L’objectif de ces travaux, indique Prem Saddul, président de l’organisme, est de réduire le taux de “non-revenue water” de 10 % d’ici à juillet 2015 et de 20 à 25 % dans cinq à dix ans. Ce qui représenterait, dit-il, un taux raisonnable, conforme aux normes internationales.
« Ce réseau date de plus de plus de 80 ans et il connaît un gros problème de fuites », déclare Prem Saddul. D’où la décision de la CWA de se concentrer prioritairement sur lui avant d’étendre les travaux à d’autres régions dans un proche avenir, soit d’ici à 2016. « Le budget pour les deux premières années de travaux est de Rs 1 milliard. Avec un tel budget, nous sommes maintenant plus confiants qu’auparavant », dit-il. Les travaux comprennent le remplacement des compteurs défectueux.

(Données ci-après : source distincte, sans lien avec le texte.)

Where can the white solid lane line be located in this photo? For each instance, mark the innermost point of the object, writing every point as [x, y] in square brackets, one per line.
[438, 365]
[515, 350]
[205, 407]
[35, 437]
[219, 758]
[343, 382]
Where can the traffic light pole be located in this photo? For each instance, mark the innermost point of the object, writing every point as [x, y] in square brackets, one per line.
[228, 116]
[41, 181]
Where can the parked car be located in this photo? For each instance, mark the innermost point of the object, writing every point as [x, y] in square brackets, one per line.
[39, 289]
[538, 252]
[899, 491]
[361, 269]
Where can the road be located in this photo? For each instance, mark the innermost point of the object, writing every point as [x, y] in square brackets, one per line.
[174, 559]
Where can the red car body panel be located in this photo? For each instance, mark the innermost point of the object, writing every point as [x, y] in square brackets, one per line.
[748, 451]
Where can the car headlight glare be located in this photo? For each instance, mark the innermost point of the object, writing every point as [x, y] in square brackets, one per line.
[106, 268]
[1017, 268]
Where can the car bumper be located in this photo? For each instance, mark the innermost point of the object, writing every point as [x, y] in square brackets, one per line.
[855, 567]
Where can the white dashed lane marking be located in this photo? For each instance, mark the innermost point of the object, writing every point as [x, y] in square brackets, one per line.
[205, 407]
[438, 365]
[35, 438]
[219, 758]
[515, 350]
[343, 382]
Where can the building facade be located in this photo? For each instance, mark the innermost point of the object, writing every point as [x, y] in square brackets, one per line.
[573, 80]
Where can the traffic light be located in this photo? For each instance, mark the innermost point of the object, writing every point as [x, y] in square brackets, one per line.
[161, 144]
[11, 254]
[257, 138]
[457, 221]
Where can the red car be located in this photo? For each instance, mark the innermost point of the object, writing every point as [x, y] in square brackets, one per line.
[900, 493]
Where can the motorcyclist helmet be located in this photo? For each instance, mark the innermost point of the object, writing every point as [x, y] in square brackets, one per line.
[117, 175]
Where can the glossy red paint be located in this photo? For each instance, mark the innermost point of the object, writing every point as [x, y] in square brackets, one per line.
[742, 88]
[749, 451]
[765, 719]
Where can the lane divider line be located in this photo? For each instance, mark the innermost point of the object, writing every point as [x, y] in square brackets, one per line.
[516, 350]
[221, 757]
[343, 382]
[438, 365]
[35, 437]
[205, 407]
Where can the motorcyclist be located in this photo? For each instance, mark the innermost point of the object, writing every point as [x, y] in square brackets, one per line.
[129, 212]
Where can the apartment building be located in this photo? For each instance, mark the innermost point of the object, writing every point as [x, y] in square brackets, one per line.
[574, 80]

L’expérience acquise lors des travaux à Upper Mare-aux-Vacoas, ajoute Prem Saddul, permettra à la CWA de mieux cerner le problème de “non-revenue water” dans les autres régions. Il rappelle qu’il a fallu environ 60 ans à Singapour pour réduire son taux de “non-revenue water” de 55 % à environ 5 % actuellement. « C’est le taux le plus bas dans le monde », dit-il.
Outre ces travaux, la CWA a également renforcé ses cellules d’urgences, qui s’occupent des doléances du public et des réparations à faire sur les fuites. Six cellules ont ainsi été créées pour couvrir toute l’île Maurice, qui est divisée en six zones, contre une seule auparavant. « Un coordonnateur dirige chaque cellule et sa tâche est de résoudre le problème des fuites le plus rapidement possible et offrir ainsi un meilleur service à la population », déclare le président de la CWA. Ces cellules d’urgence sont actives depuis octobre 2013.

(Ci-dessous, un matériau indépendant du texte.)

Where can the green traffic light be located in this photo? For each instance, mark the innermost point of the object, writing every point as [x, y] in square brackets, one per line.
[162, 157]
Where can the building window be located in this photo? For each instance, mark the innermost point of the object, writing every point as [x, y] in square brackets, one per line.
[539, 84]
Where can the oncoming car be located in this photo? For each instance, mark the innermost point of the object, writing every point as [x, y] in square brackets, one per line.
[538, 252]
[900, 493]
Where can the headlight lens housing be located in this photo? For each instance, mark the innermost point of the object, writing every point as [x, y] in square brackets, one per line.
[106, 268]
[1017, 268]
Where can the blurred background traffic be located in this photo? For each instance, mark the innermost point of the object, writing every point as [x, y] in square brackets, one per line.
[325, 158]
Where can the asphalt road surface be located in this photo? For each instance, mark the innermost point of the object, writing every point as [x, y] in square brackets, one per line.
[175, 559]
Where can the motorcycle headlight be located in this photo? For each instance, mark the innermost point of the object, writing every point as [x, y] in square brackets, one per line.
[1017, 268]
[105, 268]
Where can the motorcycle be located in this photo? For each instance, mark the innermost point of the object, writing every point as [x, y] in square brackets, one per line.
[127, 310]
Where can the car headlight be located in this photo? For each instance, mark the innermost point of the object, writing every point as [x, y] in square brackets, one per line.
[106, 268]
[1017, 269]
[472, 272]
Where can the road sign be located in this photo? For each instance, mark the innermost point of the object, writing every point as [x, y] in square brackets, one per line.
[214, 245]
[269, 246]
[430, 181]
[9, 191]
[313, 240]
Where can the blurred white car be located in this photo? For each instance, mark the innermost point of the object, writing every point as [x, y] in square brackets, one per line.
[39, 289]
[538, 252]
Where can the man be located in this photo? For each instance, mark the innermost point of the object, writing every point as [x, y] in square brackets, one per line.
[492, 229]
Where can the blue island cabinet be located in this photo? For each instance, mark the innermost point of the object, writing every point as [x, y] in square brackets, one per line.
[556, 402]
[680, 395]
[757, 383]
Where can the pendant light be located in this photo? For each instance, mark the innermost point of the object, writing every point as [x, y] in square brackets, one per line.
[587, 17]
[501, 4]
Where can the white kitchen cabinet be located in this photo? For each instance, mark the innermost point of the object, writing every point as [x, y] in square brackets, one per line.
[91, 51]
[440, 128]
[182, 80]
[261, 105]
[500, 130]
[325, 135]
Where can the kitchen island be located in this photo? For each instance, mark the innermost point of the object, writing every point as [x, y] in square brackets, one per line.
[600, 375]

M. Saddul se rappelle de sa visite récente aux États-Unis, à Rhodes Island, en Nouvelle Angleterre. Il y a rencontré le directeur des “water utilities”, avec qui il a discuté de la fourniture d’eau. « Je lui ai demandé quel est son problème le plus sérieux et il m’a répondu que lorsqu’il augmente la pression, les tuyaux se brisent et le nombre de fuites augmente. Lorsqu’il réduit la pression, c’est le public qui hurle », fait-il ressortir, comme pour bien faire comprendre que la CWA fait de son mieux pour satisfaire la population en termes de fourniture d’eau potable.